Away from Sage Haven, Frood says she lives a quiet life with her husband and adult children. “I’m a pretty quiet person,” she said. “My relaxing is sitting outside. We garden; that’s been a great thing for me, is springtime in the garden.
“I love the fog,” she says. She started spending time outdoors in foggy weather when she lived in Halifax, after meeting a woman in her 80s who swore by standing outside in the Ketch Harbour fog on the Chebucto Peninsula on the Atlantic Ocean.
Frood also has a “bucket list” of vehicles to drive. “For whatever silly reason in my life I’ve had a bucket list of cars I’ve wanted to own,” she said. That list has included an Austin Mini, a Trans-Am, a two-door Lincoln, a Virago motorcycle and an original Toyota Land Cruiser. And she’s not finished with it yet.
“I drove across the country in a four-cylinder Pinto,” she said. “There’s a certain peace for me, being on the road driving somewhere. I quite enjoy it.”

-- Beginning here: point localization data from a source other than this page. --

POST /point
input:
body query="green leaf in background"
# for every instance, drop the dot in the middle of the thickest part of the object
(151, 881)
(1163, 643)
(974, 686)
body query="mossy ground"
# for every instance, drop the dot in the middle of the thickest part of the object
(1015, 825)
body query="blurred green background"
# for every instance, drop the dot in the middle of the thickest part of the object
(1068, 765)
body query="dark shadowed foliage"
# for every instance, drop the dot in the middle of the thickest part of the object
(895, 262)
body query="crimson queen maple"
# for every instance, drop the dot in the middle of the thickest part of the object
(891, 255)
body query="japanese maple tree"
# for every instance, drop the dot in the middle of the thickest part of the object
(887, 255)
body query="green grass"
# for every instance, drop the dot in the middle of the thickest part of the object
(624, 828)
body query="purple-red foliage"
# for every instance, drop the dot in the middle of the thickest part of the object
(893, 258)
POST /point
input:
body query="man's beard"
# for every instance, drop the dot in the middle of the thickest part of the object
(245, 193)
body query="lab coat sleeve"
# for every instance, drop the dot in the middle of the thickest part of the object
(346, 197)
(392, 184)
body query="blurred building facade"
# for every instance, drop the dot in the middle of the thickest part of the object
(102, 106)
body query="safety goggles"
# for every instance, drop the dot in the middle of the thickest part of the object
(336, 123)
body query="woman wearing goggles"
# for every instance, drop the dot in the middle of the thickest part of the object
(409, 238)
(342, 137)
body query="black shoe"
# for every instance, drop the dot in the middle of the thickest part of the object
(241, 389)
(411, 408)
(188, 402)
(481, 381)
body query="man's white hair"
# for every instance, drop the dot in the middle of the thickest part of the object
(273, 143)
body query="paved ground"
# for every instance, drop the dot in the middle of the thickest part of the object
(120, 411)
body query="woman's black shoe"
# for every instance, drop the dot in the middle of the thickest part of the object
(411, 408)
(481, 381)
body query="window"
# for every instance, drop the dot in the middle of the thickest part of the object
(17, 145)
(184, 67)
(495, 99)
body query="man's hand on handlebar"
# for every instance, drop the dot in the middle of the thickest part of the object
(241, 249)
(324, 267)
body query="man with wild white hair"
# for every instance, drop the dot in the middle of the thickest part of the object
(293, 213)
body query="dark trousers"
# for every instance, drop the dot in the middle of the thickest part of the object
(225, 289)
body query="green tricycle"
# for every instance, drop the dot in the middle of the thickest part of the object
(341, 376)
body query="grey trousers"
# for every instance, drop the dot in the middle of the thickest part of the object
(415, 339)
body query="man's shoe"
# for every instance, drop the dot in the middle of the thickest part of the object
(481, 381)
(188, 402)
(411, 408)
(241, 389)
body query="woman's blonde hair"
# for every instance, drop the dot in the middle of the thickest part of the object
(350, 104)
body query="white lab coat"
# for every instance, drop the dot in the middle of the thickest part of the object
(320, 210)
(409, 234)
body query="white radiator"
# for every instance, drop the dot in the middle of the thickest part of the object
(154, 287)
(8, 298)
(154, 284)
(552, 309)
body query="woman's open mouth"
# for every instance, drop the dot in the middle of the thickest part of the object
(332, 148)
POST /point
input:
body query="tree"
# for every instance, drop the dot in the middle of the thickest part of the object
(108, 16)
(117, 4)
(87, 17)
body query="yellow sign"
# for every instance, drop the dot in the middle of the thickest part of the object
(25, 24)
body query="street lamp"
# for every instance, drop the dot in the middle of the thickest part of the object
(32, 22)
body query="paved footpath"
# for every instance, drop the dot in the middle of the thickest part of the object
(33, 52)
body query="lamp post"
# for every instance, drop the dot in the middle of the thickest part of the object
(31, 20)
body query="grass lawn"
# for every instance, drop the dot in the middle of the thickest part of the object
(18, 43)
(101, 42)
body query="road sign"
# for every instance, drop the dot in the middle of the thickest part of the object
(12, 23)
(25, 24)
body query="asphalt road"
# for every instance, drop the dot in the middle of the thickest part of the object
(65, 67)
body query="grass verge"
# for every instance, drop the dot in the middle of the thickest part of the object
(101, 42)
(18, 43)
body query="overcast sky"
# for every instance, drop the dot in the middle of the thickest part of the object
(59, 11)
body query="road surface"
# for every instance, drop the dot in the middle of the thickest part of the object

While Frood was born in Ottawa and lived in Montreal, as an adult she has naturally migrated to smaller, rural areas. She said Port Alberni “is the kind of size I like.
“Port Alberni is mighty. We do ‘firsts’ here,” she explained. The local Community Action Team (which she co-chairs) is a role model for others on the Island, and even Alberni Valley firefighters carrying Naloxone kits was a first, she added.
“There’s lots of firsts and lots of innovation here. It’s a mighty place; we’ll achieve great things here.”